お前が救う命は、お前自身のものかもしれない」と言っていたヤツとさ
※「The life you save could be your own」は、アメリカの交通安全キャンペーンで実際に使われていた有名なスローガンの引用。自分を執拗に追い回し、危険に晒しているメディアや社会が、同時に道徳的な説教を垂れるという「偽善」に対する極めて知的な皮肉である。
You're preaching 'bout my life like you're the law
まるで自分が法律であるかのように、俺の人生に説教を垂れるんだな
Gonna live each day and hour like for me there's no tomorrow
明日なんてないかのように、この1日、この1時間を生きてやるさ
Go, go, go, aaow!
行け、行け、行け、アォゥ!
[Interlude]
Cho, oh
チョ、oh
Cho, cho
チョ、チョ
Cho
チョ
[Chorus]
(Speed demon)
(スピードの悪魔)
Speedin' on the freeway, gotta get a leadway
フリーウェイを猛スピードで飛ばす、もっと引き離さなきゃ
(Speed demon)
(スピードの悪魔)
Got fire in my pocket like I just lit a rocket
ロケットに点火したみたいに、ポケットの中で炎が燃えているんだ
(Speed demon)
(スピードの悪魔)
Just pull over, boy, and get your ticket right
さっさと車を止めな、坊や、そして違反切符をちゃんと受け取りな
Ah, pull over, boy, and get your ticket right
Ah、車を止めな、坊や、そして違反切符をちゃんと受け取りな
Just pull over, boy, and eat your ticket
さっさと車を止めな、坊や、そして違反切符でも食らいな
※「eat your ticket(切符を食え)」。追跡する権力側(あるいはメディア)の理不尽さと暴力性が露わになる一節。
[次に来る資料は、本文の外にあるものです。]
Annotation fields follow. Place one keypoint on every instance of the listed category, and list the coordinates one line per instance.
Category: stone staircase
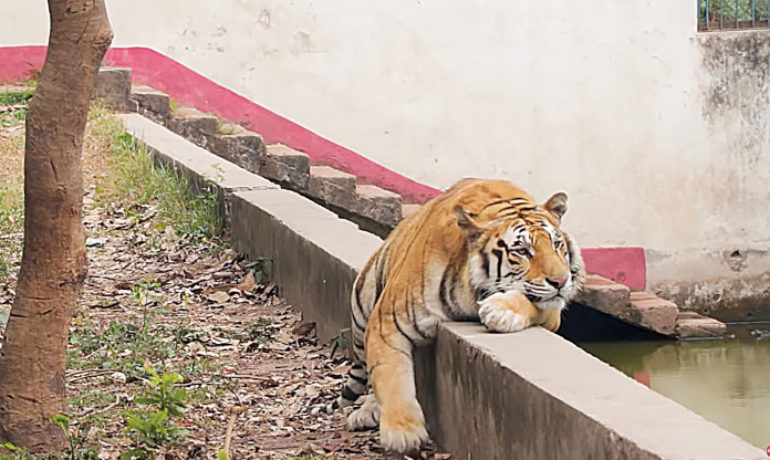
(288, 167)
(373, 208)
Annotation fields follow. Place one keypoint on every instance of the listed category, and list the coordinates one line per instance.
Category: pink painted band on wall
(18, 63)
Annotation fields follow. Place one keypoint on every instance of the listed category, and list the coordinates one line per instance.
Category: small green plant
(163, 394)
(341, 341)
(16, 97)
(15, 453)
(153, 430)
(262, 270)
(76, 440)
(135, 179)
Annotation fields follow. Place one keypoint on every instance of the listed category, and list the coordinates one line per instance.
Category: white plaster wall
(600, 98)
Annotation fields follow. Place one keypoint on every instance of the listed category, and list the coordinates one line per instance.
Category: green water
(725, 381)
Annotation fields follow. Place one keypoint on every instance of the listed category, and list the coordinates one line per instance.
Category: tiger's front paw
(497, 318)
(403, 431)
(365, 417)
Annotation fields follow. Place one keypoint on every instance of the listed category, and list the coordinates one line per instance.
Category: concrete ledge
(529, 395)
(533, 395)
(113, 86)
(197, 163)
(316, 255)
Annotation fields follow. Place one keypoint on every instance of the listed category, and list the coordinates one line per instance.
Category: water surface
(725, 381)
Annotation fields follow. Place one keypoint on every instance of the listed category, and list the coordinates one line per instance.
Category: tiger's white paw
(556, 303)
(403, 430)
(499, 319)
(365, 417)
(404, 438)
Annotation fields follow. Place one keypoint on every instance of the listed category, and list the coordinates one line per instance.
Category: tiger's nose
(558, 283)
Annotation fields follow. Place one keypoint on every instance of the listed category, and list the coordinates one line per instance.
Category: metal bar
(707, 13)
(720, 14)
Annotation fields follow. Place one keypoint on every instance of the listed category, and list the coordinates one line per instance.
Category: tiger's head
(518, 245)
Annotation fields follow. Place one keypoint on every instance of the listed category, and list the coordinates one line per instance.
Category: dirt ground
(252, 370)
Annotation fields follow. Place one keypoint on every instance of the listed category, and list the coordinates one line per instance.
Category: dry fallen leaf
(218, 297)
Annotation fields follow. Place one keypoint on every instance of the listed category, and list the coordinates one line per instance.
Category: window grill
(733, 14)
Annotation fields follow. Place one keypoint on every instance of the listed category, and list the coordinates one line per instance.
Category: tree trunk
(53, 264)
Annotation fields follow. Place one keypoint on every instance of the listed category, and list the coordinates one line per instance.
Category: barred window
(733, 14)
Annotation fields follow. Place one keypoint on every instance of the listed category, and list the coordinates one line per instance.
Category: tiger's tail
(353, 389)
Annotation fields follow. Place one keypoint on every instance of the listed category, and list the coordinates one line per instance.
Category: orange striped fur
(484, 250)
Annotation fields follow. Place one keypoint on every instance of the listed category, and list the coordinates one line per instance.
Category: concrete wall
(658, 133)
(488, 396)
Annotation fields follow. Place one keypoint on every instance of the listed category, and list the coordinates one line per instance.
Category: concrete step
(150, 103)
(694, 325)
(286, 165)
(339, 189)
(196, 162)
(646, 310)
(113, 86)
(407, 209)
(191, 122)
(332, 186)
(316, 256)
(276, 162)
(378, 204)
(653, 312)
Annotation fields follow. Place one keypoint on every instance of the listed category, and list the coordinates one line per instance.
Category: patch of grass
(135, 179)
(11, 222)
(16, 97)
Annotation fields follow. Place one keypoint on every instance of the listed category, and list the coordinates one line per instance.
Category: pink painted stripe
(622, 265)
(18, 63)
(191, 88)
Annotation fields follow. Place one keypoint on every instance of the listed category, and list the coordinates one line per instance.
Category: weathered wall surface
(658, 133)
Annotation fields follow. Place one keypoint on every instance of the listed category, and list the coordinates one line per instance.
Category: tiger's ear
(466, 221)
(557, 205)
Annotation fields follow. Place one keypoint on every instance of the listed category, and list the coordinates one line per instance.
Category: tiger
(483, 250)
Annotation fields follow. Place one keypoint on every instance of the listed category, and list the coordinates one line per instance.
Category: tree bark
(53, 264)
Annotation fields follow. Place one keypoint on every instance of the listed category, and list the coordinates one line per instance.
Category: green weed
(76, 439)
(153, 429)
(16, 97)
(136, 179)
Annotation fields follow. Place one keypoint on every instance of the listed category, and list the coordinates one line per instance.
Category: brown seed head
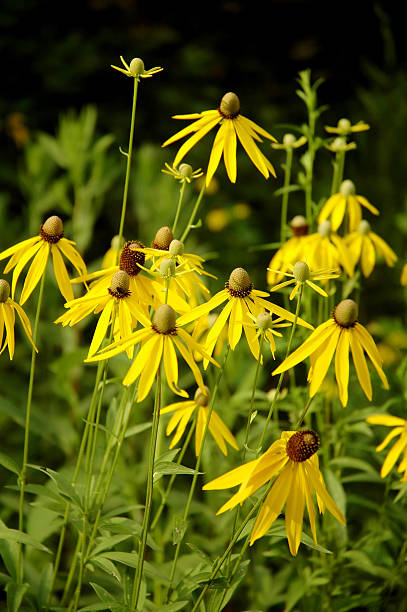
(119, 286)
(164, 320)
(299, 225)
(229, 105)
(163, 238)
(130, 257)
(239, 284)
(302, 445)
(51, 231)
(346, 313)
(4, 290)
(202, 396)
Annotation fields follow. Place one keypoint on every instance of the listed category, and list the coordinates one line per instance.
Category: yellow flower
(233, 125)
(8, 308)
(242, 299)
(114, 304)
(293, 457)
(50, 240)
(183, 411)
(159, 339)
(346, 199)
(362, 245)
(291, 251)
(183, 174)
(344, 127)
(339, 333)
(325, 249)
(136, 69)
(400, 447)
(301, 275)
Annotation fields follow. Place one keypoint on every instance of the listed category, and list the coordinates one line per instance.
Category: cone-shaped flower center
(176, 247)
(324, 228)
(302, 445)
(185, 170)
(136, 66)
(164, 320)
(163, 238)
(239, 284)
(264, 320)
(52, 229)
(4, 290)
(119, 287)
(301, 271)
(364, 227)
(346, 313)
(201, 396)
(299, 225)
(167, 267)
(229, 105)
(347, 188)
(130, 257)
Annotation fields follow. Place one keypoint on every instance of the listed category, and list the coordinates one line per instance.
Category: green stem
(128, 166)
(23, 473)
(181, 197)
(280, 380)
(149, 495)
(171, 481)
(284, 204)
(197, 466)
(225, 555)
(190, 223)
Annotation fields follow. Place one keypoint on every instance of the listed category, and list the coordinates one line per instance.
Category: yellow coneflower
(183, 411)
(362, 246)
(293, 457)
(115, 300)
(8, 308)
(159, 339)
(242, 299)
(233, 126)
(399, 448)
(345, 200)
(340, 333)
(50, 240)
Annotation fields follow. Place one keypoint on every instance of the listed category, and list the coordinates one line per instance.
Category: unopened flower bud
(4, 290)
(229, 105)
(176, 247)
(164, 319)
(202, 396)
(301, 272)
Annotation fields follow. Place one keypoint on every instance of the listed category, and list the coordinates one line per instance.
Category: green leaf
(13, 535)
(9, 463)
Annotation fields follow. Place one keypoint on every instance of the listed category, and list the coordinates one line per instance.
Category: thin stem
(225, 555)
(190, 223)
(181, 197)
(284, 203)
(128, 166)
(171, 481)
(197, 466)
(149, 495)
(23, 473)
(280, 380)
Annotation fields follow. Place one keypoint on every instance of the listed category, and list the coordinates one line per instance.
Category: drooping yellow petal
(342, 365)
(61, 274)
(149, 370)
(35, 272)
(360, 365)
(229, 150)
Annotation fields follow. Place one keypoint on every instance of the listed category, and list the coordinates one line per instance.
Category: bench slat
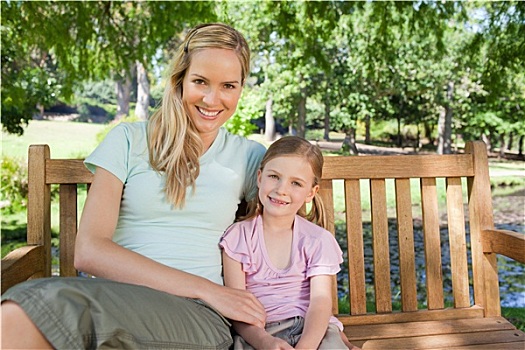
(432, 241)
(68, 229)
(407, 266)
(381, 246)
(445, 341)
(354, 234)
(457, 243)
(429, 165)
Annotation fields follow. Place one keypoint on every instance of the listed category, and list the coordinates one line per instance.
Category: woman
(163, 193)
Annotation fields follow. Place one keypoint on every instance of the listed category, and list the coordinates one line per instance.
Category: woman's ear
(259, 174)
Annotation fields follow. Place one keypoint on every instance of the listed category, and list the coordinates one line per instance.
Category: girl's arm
(318, 314)
(257, 337)
(97, 254)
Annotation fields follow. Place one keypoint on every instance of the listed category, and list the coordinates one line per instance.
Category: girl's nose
(281, 188)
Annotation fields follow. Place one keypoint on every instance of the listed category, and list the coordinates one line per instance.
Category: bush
(13, 194)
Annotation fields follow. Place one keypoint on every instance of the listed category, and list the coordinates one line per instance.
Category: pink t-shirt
(284, 293)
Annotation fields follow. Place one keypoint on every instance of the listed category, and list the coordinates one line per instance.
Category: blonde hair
(299, 147)
(174, 143)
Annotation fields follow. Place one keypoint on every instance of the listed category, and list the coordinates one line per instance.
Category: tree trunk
(367, 130)
(141, 108)
(399, 142)
(502, 145)
(301, 114)
(326, 135)
(511, 141)
(486, 139)
(349, 142)
(269, 121)
(445, 123)
(124, 93)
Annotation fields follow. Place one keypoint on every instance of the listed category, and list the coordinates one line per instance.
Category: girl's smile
(285, 184)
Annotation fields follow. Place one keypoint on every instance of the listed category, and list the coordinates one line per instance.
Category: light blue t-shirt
(186, 239)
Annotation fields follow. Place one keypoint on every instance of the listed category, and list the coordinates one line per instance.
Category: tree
(82, 40)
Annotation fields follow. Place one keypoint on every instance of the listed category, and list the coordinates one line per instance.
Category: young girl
(282, 257)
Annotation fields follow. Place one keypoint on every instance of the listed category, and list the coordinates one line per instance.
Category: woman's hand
(236, 304)
(275, 343)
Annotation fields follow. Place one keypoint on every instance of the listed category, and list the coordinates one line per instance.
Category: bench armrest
(508, 243)
(22, 264)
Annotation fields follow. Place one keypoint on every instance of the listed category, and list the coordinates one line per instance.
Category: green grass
(66, 139)
(74, 140)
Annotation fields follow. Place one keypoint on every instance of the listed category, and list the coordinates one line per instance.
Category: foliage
(443, 68)
(48, 48)
(13, 195)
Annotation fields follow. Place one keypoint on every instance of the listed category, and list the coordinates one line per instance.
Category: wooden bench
(471, 321)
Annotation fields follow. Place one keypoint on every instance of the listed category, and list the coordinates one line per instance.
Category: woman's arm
(318, 314)
(257, 337)
(97, 254)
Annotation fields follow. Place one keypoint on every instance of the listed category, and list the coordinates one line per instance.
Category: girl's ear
(312, 193)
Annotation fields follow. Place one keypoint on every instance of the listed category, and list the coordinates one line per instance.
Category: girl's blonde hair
(174, 143)
(299, 147)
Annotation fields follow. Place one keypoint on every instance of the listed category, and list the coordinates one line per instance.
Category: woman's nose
(211, 97)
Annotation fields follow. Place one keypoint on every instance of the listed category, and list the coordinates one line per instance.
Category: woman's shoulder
(242, 143)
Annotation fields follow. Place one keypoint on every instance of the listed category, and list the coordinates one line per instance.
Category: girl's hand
(236, 304)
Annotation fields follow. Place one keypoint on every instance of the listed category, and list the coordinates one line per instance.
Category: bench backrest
(375, 277)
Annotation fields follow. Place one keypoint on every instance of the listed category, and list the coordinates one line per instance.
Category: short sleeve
(112, 153)
(237, 244)
(325, 256)
(255, 155)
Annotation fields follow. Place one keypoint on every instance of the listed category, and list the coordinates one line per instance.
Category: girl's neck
(276, 225)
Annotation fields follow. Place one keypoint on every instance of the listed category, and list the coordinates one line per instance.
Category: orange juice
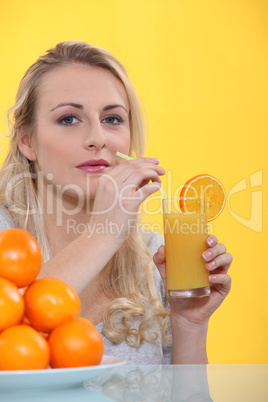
(185, 241)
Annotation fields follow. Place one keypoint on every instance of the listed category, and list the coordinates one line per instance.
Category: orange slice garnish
(204, 185)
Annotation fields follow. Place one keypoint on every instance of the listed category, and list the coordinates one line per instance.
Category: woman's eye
(113, 120)
(68, 120)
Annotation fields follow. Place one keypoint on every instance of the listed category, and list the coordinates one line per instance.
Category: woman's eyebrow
(68, 104)
(78, 106)
(108, 107)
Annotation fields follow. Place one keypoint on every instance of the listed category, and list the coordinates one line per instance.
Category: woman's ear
(25, 144)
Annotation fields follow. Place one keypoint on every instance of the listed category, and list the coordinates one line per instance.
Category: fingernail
(212, 278)
(211, 264)
(206, 255)
(210, 242)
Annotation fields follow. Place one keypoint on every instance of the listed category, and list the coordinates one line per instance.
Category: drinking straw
(162, 191)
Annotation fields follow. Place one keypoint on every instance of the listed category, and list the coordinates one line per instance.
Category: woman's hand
(120, 193)
(198, 310)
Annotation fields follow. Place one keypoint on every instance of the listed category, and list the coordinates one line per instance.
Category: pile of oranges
(39, 318)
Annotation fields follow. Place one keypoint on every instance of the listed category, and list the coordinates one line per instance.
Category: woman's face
(82, 121)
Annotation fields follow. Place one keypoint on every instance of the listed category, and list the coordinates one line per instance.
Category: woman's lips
(93, 168)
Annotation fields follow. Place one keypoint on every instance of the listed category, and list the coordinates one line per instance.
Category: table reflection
(154, 383)
(187, 383)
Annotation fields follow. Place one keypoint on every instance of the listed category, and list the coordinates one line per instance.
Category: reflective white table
(191, 383)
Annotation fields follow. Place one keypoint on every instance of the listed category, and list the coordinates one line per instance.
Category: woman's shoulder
(6, 220)
(153, 240)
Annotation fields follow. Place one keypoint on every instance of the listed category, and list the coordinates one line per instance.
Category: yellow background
(201, 68)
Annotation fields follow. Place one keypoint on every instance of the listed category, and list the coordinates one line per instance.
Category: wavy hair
(129, 276)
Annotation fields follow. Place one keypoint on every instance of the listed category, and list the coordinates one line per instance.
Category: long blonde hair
(129, 277)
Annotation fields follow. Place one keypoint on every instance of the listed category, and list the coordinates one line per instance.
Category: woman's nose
(96, 138)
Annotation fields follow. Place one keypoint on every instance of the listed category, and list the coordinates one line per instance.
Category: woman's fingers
(221, 282)
(223, 260)
(137, 171)
(213, 252)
法に基づく取り締まりから逸脱し、単なる嫌がらせへと変貌していることを表現している。
Pull over, boy, pull over, boy, and get your ticket right
車を止めな、坊や、車を止めな、坊や、そして違反切符をちゃんと受け取りな
[Post-Chorus]
Uh, ah, c'mon, hoo!
Uh、ah、さあ来いよ、hoo!
[Outro]
Pull over, boy, get your ticket right
車を止めな、坊や、違反切符をちゃんと受け取りな
Pull over, boy, get your ticket right
車を止めな、坊や、違反切符をちゃんと受け取りな
Pull over, boy, pull over, boy, and get your ticket
車を止めな、坊や、車を止めな、坊や、違反切符を受け取りな
Eat your ticket, get your ticket
切符を食らいな、切符を受け取りな
Eat your, get your—
食らいな、受け取り—
Hoo, ah, ooh, ah
Hoo, ah, ooh, ah
Get your ticket right
違反切符をちゃんと受け取りな
Hoo, ooh
Hoo, ooh
※ベースラインとドラムのシンコペーションが絡み合い、逃亡劇の狂騒がそのままフェイドアウトしていく。決して終わることのないチェイス(マイケルとメディアのいたちごっこ)を暗示するかのような、閉塞感とグルーヴが同居する見事なエンディングである。